La conception extensive du domaine public, élargit le régime de la domanialité aux dépendances et aux accessoires du bien principal. Elle est compatible avec la mission protectionniste du domaine public. Cette extension, a l’avantage de faciliter la gestion de ce domaine, mais s’oppose à une gestion moderne de ce domaine[17].
Il s’agit aussi de l’indivisibilité qui conduit à une incorporation automatique de biens dans le domaine public, sans tenir aucun lien avec l’intérêt public, ni répondre aux critères du bien public. La gestion moderne du domaine des collectivités territoriales, impose de vérifier la domanialité publique doit être vérifiée lot par lot, de manière à ce qu’il ne soit rangé dans le domaine public que celui qui a été aménagé pour un usage public ou pour exécuter un service public.

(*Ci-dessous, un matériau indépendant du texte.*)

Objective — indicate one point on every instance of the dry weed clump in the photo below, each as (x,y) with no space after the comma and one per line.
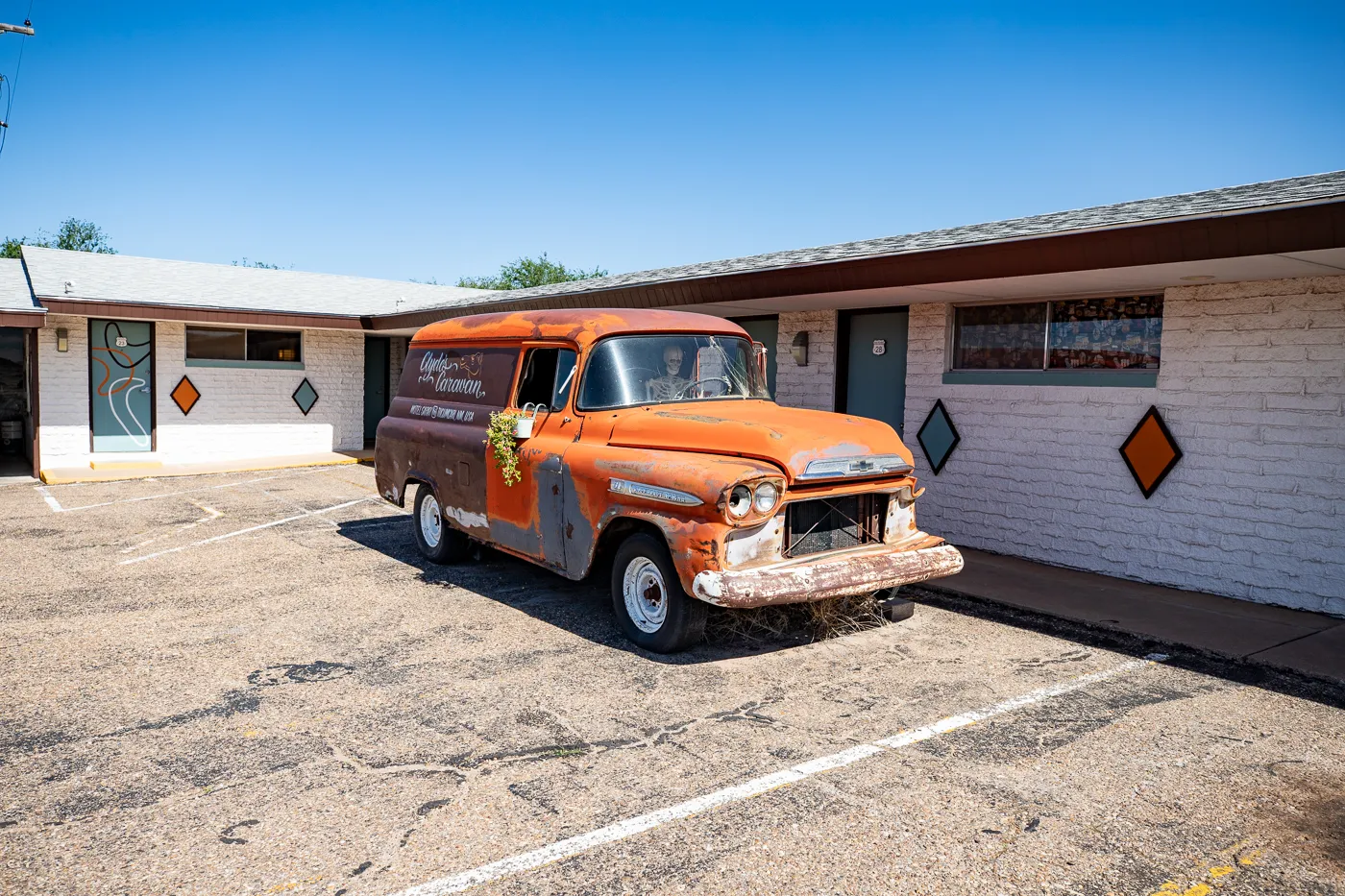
(814,620)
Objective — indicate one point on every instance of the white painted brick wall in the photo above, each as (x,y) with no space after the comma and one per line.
(242,412)
(1251,386)
(816,383)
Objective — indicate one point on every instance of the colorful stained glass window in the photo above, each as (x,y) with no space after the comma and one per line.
(1079,334)
(184,395)
(1106,334)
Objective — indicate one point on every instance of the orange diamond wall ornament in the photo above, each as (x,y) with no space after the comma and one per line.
(1150,452)
(184,396)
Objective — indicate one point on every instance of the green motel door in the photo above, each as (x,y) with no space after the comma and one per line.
(121,396)
(876,366)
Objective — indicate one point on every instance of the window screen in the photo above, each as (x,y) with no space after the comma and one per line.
(215,343)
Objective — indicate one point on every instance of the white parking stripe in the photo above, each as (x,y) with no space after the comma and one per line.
(56,505)
(755,787)
(244,532)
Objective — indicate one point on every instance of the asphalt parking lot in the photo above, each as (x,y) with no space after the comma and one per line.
(252,684)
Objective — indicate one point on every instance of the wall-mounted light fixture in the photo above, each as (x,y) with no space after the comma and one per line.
(799,349)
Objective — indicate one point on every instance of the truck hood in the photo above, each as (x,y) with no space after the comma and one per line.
(790,437)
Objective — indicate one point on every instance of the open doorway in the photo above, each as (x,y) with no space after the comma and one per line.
(377,373)
(15,408)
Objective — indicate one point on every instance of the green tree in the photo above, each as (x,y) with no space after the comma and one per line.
(530,272)
(73,234)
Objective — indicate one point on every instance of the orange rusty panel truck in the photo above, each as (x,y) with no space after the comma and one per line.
(646,439)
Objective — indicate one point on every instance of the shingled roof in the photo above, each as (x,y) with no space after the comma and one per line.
(1206,204)
(85,276)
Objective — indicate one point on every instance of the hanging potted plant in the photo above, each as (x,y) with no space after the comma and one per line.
(501,435)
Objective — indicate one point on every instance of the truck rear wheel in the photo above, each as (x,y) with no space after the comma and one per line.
(436,541)
(648,600)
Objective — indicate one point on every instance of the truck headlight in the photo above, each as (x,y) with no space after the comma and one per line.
(766,496)
(740,502)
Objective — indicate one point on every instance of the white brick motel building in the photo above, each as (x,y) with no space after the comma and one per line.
(1015,358)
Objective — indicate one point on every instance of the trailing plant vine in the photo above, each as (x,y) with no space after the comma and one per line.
(500,436)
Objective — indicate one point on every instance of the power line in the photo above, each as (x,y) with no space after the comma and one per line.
(26,30)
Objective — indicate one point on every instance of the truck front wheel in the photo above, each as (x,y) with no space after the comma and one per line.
(648,600)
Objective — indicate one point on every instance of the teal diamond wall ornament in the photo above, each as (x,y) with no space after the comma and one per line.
(938,436)
(306,396)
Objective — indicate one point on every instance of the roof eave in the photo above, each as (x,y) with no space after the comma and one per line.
(1298,227)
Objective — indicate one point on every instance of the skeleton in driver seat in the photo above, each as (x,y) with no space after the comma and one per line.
(672,383)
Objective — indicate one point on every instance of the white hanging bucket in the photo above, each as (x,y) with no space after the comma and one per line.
(524,425)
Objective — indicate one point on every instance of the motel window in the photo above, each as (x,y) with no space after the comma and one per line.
(1079,334)
(244,348)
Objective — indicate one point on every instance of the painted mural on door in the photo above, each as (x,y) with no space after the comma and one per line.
(121,381)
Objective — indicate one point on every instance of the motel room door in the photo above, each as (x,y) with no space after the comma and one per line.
(876,365)
(121,399)
(377,350)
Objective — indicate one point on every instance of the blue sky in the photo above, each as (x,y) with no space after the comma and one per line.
(436,140)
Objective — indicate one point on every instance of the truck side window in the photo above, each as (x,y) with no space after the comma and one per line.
(548,375)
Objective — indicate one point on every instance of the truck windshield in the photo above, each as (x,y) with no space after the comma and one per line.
(675,368)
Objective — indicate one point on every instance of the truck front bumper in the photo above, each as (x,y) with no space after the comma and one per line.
(817,579)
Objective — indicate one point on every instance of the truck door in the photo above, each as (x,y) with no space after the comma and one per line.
(528,517)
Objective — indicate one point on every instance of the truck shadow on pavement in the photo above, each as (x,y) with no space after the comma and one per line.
(1180,657)
(581,608)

Il semble que la jurisprudence marocaine est allée dans ce sens, ainsi le tribunal d’instance de Casablanca dans son arrêt du 06 juin 1950, a refusé de reconnaitre le caractère de dépendance du domaine public au logement situé à l’intérieur d’une caserne militaire, car il n’est pas affecté au service public militaire. Ainsi le juge a accepté l’idée de la divisibilité des biens en fonction de leur affectation, et non en fonction de leur situation[18]. L’affectation au service public, doit être de fait et doit traduire le lien étroit entre le bien en question et le fonctionnement du service public.[19]

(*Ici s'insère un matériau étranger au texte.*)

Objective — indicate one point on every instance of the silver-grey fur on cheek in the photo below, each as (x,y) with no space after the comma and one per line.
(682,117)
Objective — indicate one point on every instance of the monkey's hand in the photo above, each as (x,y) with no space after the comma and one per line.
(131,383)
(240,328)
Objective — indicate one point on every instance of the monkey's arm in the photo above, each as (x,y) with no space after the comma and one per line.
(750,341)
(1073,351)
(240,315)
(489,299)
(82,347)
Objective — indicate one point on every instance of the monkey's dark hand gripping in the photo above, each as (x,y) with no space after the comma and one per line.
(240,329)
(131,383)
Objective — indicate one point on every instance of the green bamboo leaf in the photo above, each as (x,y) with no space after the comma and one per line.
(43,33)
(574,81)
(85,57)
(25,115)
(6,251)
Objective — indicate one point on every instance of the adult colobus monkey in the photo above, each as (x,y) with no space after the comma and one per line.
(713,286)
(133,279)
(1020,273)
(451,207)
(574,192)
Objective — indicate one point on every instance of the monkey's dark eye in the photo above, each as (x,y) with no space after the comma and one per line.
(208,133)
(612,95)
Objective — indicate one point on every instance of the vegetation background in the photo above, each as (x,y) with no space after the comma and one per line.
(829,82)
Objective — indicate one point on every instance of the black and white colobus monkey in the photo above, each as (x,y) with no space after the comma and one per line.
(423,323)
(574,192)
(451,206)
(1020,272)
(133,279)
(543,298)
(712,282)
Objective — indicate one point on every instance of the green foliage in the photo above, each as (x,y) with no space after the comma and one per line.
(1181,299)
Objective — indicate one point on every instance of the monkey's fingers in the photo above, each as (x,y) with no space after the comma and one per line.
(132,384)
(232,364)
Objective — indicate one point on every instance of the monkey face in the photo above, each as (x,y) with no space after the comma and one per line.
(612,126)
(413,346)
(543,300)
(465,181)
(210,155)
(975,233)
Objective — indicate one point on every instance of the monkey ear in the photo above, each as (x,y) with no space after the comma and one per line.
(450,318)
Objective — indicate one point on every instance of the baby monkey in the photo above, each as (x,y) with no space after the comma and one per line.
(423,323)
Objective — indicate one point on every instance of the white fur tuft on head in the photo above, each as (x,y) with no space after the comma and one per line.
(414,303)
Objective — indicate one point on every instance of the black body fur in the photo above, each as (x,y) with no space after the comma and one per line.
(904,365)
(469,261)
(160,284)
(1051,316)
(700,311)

En général, la conception juridique de la domanialité, exclue la cohabitation du domaine public et de la propriété privée au sein d’un même ensemble de domaine public[20]. Cette situation ne permet pas à l’administration de s’ouvrir sur les techniques et les modes nouveaux de l’utilisation de l’espace, capables de solutionner la pénurie des terrains et la crise des ressources financières. La conception extensive de la domanialité, prive la collectivité des possibilités d’exploiter les parcelles de son domaine ne desservant pas un intérêt général ou un service public dans le cadre de partenariat public-public ou public-privé.
- L’incompatibilité des modes de l’utilisation de l’espace
La pénurie des terrains à bâtir et l’évolution des besoins des administrés en services publics, imposent aux acteurs publics de penser à la rationalisation de l’utilisation des ressources foncières existantes à travers le recours à la technique de la construction en volume et la copropriété.
En effet, la construction en volume, permet la superposition de plusieurs propriétés de natures différentes sur un même fonds. Cette technique, permet la coexistence du domaine public et de la propriété privée dans un même ensemble. Elle trouve son fondement dans le droit de superficie par lequel, il est reconnu à une personne autre que le propriétaire du sol de jouir et de disposer des biens qui s’élèvent au-dessus de la surface du sol[21]. Cette technique porte sur les constructions et les ouvrages qui dépassent le sol des terrains appartenant à autrui et non sur le sol lui-même. Elle est qualifiée juridiquement comme un droit de propriété immobilière[22] qu’il faut inscrire sur les livres fonciers, conformément aux articles 7, 8 et 197 du dahir de 2 juin 1915 précité.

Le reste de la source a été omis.